Read the link and this:
FOR IMMEDIATE RELEASE
Date: August 19, 1997
Contact: Colleen Roche (212) 788-2958, Jennifer Chait (21) 788-8479
MAYOR GIULIANI SIGNS COUNCIL BILL NO. 959-A, IMPROVING
ENFORCEMENT MEASURES AGAINST ILLEGAL APARTMENT
REMARKS BY MAYOR RUDOLPH W. GIULIANI AT PUBLIC HEARING ON LOCAL LAWS
The first bill before me this afternoon is Introductory Number 959-A, introduced at my request
and at the request of the Queens Borough President, by Council Members Spigner, Marshall,
Freed, Pagan, Sabini, Abel and Stabile. This legislation amends the Administrative Code of the
City of New York in relation to improving enforcement measures against illegal apartment
This bill would provide the Department of Buildings (DOB) and other city agencies with the
additional tools necessary to stop the proliferation of illegal apartment conversions throughout
the City. This legislation would not only make it more difficult for owners to illegally convert a
portion of their home, but would also severely penalize those who take part or assist in the
illegal conversion of a home.
Specifically, Intro. 959-A would substantially increase the civil and criminal penalties, including
the jail term for the most egregious violations, for any person who takes part in the illegal
conversion of a building. The Commissioner of DOB will also have the option of imposing daily
civil penalties upon homeowners.

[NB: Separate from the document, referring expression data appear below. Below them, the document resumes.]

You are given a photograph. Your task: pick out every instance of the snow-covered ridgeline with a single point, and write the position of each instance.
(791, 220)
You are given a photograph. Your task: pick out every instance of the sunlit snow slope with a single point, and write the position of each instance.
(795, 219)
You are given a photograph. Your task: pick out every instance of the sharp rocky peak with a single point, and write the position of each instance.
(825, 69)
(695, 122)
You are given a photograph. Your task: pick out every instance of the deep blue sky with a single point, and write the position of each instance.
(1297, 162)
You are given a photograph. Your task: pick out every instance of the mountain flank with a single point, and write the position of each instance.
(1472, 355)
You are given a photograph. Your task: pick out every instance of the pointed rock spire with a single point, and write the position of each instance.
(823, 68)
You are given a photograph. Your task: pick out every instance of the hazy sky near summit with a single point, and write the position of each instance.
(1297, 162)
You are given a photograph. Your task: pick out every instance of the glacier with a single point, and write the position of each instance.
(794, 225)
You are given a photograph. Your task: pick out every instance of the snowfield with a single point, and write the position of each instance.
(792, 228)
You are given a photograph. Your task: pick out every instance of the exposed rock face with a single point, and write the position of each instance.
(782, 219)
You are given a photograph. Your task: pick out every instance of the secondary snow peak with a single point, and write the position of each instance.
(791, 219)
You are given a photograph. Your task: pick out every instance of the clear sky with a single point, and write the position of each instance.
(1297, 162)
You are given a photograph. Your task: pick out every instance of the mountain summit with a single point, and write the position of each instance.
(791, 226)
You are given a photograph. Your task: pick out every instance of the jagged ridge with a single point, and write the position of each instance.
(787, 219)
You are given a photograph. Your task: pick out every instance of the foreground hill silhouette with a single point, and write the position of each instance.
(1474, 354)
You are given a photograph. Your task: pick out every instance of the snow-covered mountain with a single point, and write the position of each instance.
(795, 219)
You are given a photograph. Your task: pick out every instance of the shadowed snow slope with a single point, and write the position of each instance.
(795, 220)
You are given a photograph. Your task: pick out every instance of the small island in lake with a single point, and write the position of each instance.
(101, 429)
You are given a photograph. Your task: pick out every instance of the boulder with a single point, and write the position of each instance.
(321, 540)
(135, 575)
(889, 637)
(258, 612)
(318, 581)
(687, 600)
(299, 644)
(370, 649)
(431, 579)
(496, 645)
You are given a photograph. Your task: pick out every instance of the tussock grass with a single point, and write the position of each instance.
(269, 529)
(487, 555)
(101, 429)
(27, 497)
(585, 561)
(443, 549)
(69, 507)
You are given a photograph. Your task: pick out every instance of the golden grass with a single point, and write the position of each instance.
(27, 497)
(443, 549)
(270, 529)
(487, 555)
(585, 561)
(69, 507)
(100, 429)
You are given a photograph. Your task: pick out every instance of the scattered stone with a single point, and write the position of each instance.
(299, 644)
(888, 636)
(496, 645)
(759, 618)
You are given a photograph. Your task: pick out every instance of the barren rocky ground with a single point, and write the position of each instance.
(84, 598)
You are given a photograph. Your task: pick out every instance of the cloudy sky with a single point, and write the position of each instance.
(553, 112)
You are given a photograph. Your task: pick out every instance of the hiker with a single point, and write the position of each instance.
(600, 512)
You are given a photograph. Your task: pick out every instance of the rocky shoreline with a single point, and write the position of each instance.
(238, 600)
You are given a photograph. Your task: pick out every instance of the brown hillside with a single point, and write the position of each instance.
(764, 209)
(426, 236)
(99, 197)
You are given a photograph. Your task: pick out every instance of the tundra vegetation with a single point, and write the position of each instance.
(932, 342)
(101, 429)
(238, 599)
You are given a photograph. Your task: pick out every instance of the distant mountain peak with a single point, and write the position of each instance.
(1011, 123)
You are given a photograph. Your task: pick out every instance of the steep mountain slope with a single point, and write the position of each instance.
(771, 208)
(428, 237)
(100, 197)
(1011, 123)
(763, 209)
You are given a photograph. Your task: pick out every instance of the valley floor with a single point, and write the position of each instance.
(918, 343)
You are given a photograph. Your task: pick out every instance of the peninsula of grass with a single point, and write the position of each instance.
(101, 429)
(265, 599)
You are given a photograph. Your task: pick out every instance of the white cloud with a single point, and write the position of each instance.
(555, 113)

These fines will be levied for each day a violation continues to
This legislation would also subject home improvement businesses to violations for performing or
attempting to perform any work that violates the Building Code and would require the
Department of Consumer Affairs to suspend or revoke the license of any home improvement
business which continues to operate in violation of a DOB stop-work order.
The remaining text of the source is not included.